Annual Sea Level Rankings#
In this notebook, we’ll be creating a table and a time series plot of sea level rankings at Malakal from 1993-2024. Looking at extreme sea levels by ranking our top events helps us quickly put high and low water levels into historical context with relatively little coding effort.
Setup#
As with previous sections, we first need to import the necessary libraries, and establish our input/output directories. Note that this notebook is also largely a repeat of the anomaly notebook.
# import necessary libraries
import numpy as np
import xarray as xr
import datetime as dt
from pathlib import Path
import pandas as pd
import os
import os.path as op
import sys
# data retrieval libraries
import requests
from urllib.request import urlretrieve #used for downloading files
import json
import copernicusmarine
# data processing libraries
from scipy import stats
import seaborn as sns
import cartopy.crs as ccrs
import cartopy.feature as cfeature
import matplotlib.pyplot as plt
from myst_nb import glue #used for figure numbering when exporting to LaTeX
sys.path.append("../../../functions")
from data_downloaders import download_oni_index, download_uhslc_data
from sea_level_func import detect_enso_events
Now we’ll set up our input and output directories.
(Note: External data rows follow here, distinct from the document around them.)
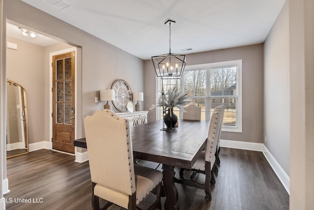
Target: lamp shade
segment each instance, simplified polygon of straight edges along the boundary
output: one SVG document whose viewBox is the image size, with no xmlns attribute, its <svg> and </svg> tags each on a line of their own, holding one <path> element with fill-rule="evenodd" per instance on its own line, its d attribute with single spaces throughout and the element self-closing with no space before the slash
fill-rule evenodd
<svg viewBox="0 0 314 210">
<path fill-rule="evenodd" d="M 142 92 L 135 92 L 133 93 L 133 100 L 142 101 L 144 99 Z"/>
<path fill-rule="evenodd" d="M 100 90 L 100 100 L 112 101 L 114 100 L 114 90 Z"/>
</svg>

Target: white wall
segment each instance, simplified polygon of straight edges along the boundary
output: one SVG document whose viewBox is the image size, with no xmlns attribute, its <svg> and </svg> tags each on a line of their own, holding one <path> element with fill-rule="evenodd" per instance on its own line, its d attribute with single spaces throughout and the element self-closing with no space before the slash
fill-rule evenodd
<svg viewBox="0 0 314 210">
<path fill-rule="evenodd" d="M 264 43 L 264 144 L 289 175 L 289 7 L 286 3 Z M 280 148 L 280 149 L 279 149 Z"/>
</svg>

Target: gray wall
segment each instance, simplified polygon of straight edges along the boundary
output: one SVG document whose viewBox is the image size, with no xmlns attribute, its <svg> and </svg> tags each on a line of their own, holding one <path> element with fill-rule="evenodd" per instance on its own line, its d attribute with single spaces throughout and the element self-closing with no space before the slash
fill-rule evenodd
<svg viewBox="0 0 314 210">
<path fill-rule="evenodd" d="M 78 84 L 78 90 L 80 92 L 78 91 L 77 98 L 82 107 L 78 116 L 80 119 L 103 108 L 104 102 L 95 103 L 95 97 L 98 96 L 99 99 L 99 90 L 110 88 L 117 79 L 127 81 L 133 91 L 144 90 L 142 60 L 20 0 L 4 0 L 3 8 L 3 17 L 8 21 L 26 26 L 35 31 L 58 37 L 64 43 L 81 48 L 82 59 L 79 64 L 82 71 L 79 72 L 81 75 L 78 75 L 80 80 Z M 43 59 L 49 60 L 48 51 L 52 52 L 52 50 L 44 52 L 43 48 L 43 55 L 45 53 L 45 56 Z M 47 88 L 49 78 L 47 74 L 49 72 L 49 63 L 42 65 L 41 74 L 43 80 L 40 81 L 40 86 L 43 98 L 45 99 L 41 105 L 44 107 L 41 111 L 45 117 L 44 121 L 46 123 L 44 139 L 40 141 L 49 141 L 49 128 L 47 123 L 49 118 L 48 99 L 50 90 Z M 82 121 L 79 121 L 78 138 L 84 136 L 83 125 Z"/>
<path fill-rule="evenodd" d="M 4 0 L 3 1 L 2 11 L 2 32 L 6 34 L 6 22 L 12 24 L 18 23 L 25 26 L 35 32 L 44 35 L 52 36 L 63 42 L 78 47 L 80 52 L 78 56 L 81 58 L 78 64 L 81 70 L 78 72 L 78 95 L 77 101 L 79 109 L 77 109 L 77 138 L 83 137 L 84 126 L 82 122 L 83 116 L 91 115 L 96 111 L 104 107 L 105 102 L 95 102 L 95 97 L 99 99 L 99 90 L 110 88 L 112 82 L 117 79 L 123 79 L 127 81 L 130 85 L 132 91 L 144 91 L 143 85 L 143 61 L 117 47 L 102 40 L 60 20 L 33 7 L 19 0 Z M 104 26 L 105 27 L 105 26 Z M 5 52 L 6 36 L 2 37 L 2 59 L 1 86 L 1 107 L 5 110 L 5 79 L 6 78 L 6 53 Z M 3 46 L 4 47 L 3 47 Z M 52 50 L 52 49 L 51 50 Z M 60 50 L 58 49 L 57 50 Z M 50 50 L 45 51 L 43 55 L 44 60 L 48 60 Z M 49 141 L 49 103 L 48 100 L 50 90 L 49 86 L 49 63 L 45 63 L 42 66 L 41 84 L 41 95 L 44 100 L 39 102 L 42 108 L 39 111 L 44 116 L 43 130 L 43 125 L 34 129 L 40 129 L 40 137 L 36 137 L 33 143 L 41 141 Z M 4 84 L 4 85 L 3 85 Z M 33 93 L 27 91 L 29 94 Z M 30 103 L 31 103 L 29 102 Z M 2 129 L 5 129 L 5 116 L 1 116 Z M 41 120 L 43 120 L 42 118 Z M 4 120 L 4 121 L 3 121 Z M 44 132 L 43 133 L 42 132 Z M 2 133 L 1 138 L 5 139 L 5 134 Z M 5 145 L 2 141 L 2 153 L 5 154 Z M 3 157 L 2 156 L 2 157 Z M 1 162 L 3 178 L 5 179 L 6 164 L 5 159 Z"/>
<path fill-rule="evenodd" d="M 264 46 L 264 144 L 289 176 L 290 77 L 288 3 L 283 7 Z M 280 150 L 278 150 L 280 148 Z"/>
<path fill-rule="evenodd" d="M 289 0 L 291 210 L 314 207 L 314 1 Z M 288 131 L 287 131 L 288 132 Z"/>
<path fill-rule="evenodd" d="M 263 142 L 262 44 L 215 50 L 186 55 L 186 65 L 242 60 L 242 132 L 223 132 L 221 138 L 262 143 Z M 156 75 L 151 60 L 144 61 L 145 109 L 156 103 Z M 149 120 L 156 119 L 150 110 Z"/>
</svg>

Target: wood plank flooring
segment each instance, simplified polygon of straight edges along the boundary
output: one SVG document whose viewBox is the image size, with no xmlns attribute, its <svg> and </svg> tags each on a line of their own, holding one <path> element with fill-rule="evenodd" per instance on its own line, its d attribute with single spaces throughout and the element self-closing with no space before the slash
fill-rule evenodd
<svg viewBox="0 0 314 210">
<path fill-rule="evenodd" d="M 221 163 L 216 184 L 211 186 L 211 201 L 205 201 L 204 190 L 176 183 L 180 210 L 289 209 L 289 195 L 262 152 L 221 148 L 219 156 Z M 92 210 L 88 162 L 76 163 L 75 159 L 47 150 L 8 159 L 10 191 L 4 195 L 6 209 Z M 158 166 L 156 163 L 139 162 L 152 168 Z M 188 173 L 185 172 L 184 176 L 188 177 Z M 202 175 L 196 178 L 204 180 Z M 31 202 L 17 203 L 23 198 L 30 198 Z M 163 198 L 163 210 L 164 203 Z M 144 208 L 145 205 L 143 203 Z M 121 209 L 116 206 L 110 209 Z"/>
</svg>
data_dir = Path('../../../data')
path_figs = "../../../matrix_cc/figures"
data_dir = Path(data_dir,'sea_level')
output_dir = data_dir
# Create the output directory if it does not exist
output_dir.mkdir(exist_ok=True)
data_dir.mkdir(exist_ok=True)
# Also let's just make our figure sizes the same:
plt.rcParams['figure.figsize'] = [10, 4] # Set a default figure size for the notebook
Retrieve the Tide Station(s) Data Set(s)#
Next, we’ll access data from the UHSLC. The Malakala tide gauge has the UHSLC ID: 7. We will import the netcdf file into our current data directory, and take a peek at the dataset. We will also import the datums for this location.
uhslc_id = 7
rsl = download_uhslc_data(data_dir,uhslc_id,'hourly')
Adjust to MHHW#
def get_MHHW_uhslc_datums(id, datumname):
url = 'https://uhslc.soest.hawaii.edu/stations/TIDES_DATUMS/fd/LST/fd'+f'{int(id):03}'+'/datumTable_'+f'{int(id):03}'+'_mm_GMT.csv'
datumtable = pd.read_csv(url)
datum = datumtable[datumtable['Name'] == datumname]['Value'].values[0]
# ensure datum is a float
datum = float(datum)
return datum, datumtable
# Adjust to MHHW in meters and update attributes
mhhw = get_MHHW_uhslc_datums(uhslc_id, 'MHHW')[0]
sea_level_attrs = rsl['sea_level'].attrs.copy()
rsl['sea_level'] = (rsl['sea_level'] - mhhw) / 1000
rsl['sea_level'].attrs = sea_level_attrs # restore all previous attributes
rsl['sea_level'].attrs['datum'] = 'MHHW (1983-2001)' # update/add as needed
rsl['sea_level'].attrs['units'] = 'meters'
Resample to monthly#
For background plotting purposes. Here we’ll extract the mean, min and max of the monthly MHHW sea level.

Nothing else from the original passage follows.